Tout tremble, toujours, toujours

«Je vous écris du bout du monde. Il faut que vous le sachiez. Souvent les arbres tremblent. On recueille les feuilles. Elles ont un nombre fou de nervures. Mais à quoi bon? Plus rien entre elles et I’arbre, et nous nous dispersons gênées. Est-ce que la vie sur terre ne pourrait pas se poursuivre sans vent? Ou faut-il que tout tremble, toujours, toujours?
Il y a aussi des remuements souterrains, et dans la maison comme des colères qui viendraient au-devant de vous, comme des êtres sévères qui voudraient arracher des confessions. On ne voit rien, que ce qu’il importe si peu de voir. Rien, et cependant on tremble. Pourquoi?»
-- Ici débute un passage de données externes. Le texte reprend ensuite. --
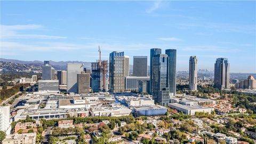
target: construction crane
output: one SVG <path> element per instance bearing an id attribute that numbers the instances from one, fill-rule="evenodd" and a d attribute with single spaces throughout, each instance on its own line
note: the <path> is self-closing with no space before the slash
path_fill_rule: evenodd
<path id="1" fill-rule="evenodd" d="M 99 45 L 99 50 L 98 51 L 99 52 L 99 91 L 100 91 L 101 89 L 101 85 L 100 85 L 100 81 L 101 80 L 101 51 L 100 51 L 100 46 Z M 103 78 L 104 79 L 104 78 Z"/>
<path id="2" fill-rule="evenodd" d="M 100 51 L 100 46 L 99 45 L 99 50 L 98 51 L 99 52 L 99 54 L 100 56 L 100 59 L 99 61 L 99 65 L 100 65 L 100 67 L 101 66 L 101 51 Z"/>

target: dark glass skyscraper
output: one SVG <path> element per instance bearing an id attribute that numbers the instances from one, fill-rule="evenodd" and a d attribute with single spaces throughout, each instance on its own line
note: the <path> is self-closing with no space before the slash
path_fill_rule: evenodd
<path id="1" fill-rule="evenodd" d="M 123 52 L 109 54 L 109 90 L 113 92 L 124 92 L 125 57 Z"/>
<path id="2" fill-rule="evenodd" d="M 133 76 L 147 76 L 148 58 L 147 56 L 133 57 Z"/>
<path id="3" fill-rule="evenodd" d="M 168 83 L 168 55 L 155 55 L 153 58 L 152 95 L 155 101 L 163 106 L 169 103 Z"/>
<path id="4" fill-rule="evenodd" d="M 196 56 L 189 58 L 189 72 L 188 74 L 189 89 L 191 91 L 197 90 L 197 59 Z"/>
<path id="5" fill-rule="evenodd" d="M 229 63 L 227 58 L 218 58 L 214 65 L 214 87 L 220 90 L 229 87 Z"/>
<path id="6" fill-rule="evenodd" d="M 108 90 L 108 63 L 107 60 L 92 62 L 92 89 L 94 92 Z M 105 82 L 105 83 L 104 83 Z"/>
<path id="7" fill-rule="evenodd" d="M 162 50 L 158 48 L 154 48 L 150 49 L 150 81 L 149 81 L 149 92 L 152 94 L 152 79 L 153 78 L 153 58 L 157 54 L 161 54 Z"/>
<path id="8" fill-rule="evenodd" d="M 176 50 L 166 50 L 165 54 L 169 57 L 167 75 L 170 92 L 175 95 L 176 93 Z"/>

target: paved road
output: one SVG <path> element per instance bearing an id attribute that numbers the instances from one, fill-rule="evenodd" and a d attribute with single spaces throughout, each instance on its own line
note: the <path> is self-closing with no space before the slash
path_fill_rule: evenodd
<path id="1" fill-rule="evenodd" d="M 11 111 L 12 111 L 12 110 L 13 109 L 13 108 L 15 106 L 16 106 L 16 105 L 18 104 L 18 103 L 19 103 L 19 102 L 20 102 L 20 101 L 21 101 L 21 100 L 23 100 L 24 99 L 25 96 L 26 96 L 26 94 L 22 94 L 22 95 L 20 96 L 19 98 L 17 98 L 16 99 L 15 99 L 15 100 L 13 101 L 13 102 L 12 103 L 12 106 L 10 107 L 10 110 L 11 110 Z"/>

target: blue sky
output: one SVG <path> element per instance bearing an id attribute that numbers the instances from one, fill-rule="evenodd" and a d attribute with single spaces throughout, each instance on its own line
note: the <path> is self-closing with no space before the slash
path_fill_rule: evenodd
<path id="1" fill-rule="evenodd" d="M 1 1 L 1 57 L 21 60 L 103 59 L 150 49 L 177 50 L 177 69 L 256 73 L 255 1 Z"/>

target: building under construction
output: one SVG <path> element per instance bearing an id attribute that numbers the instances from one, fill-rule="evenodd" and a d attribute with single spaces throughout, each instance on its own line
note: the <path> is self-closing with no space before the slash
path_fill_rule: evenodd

[Eu vos escrevo do fim do mundo. É preciso que vocês o saibam. Muitas vezes, as árvores tremem. Nós recolhemos as folhas. Elas têm um número insano de nervuras. Bem, mas para quê? Nada mais entre elas e a árvore, e nós nos dispersamos perturbados. Será que a vida sobre a terra não se poderia prosseguir sem vento? Ou é necessário que tudo trema, sempre, sempre?
Há também remoinhos subterrâneos, e dentro da casa como cóleras que viriam adiante de vós, como seres severos que desejariam arrebatar confissões. Nós não vemos nada, senão que importa pouco ver. Nada, e no entanto nós trememos. Porquê?]

– Henri Michaux, “Plume précédé de lointain intérieur”, 1938.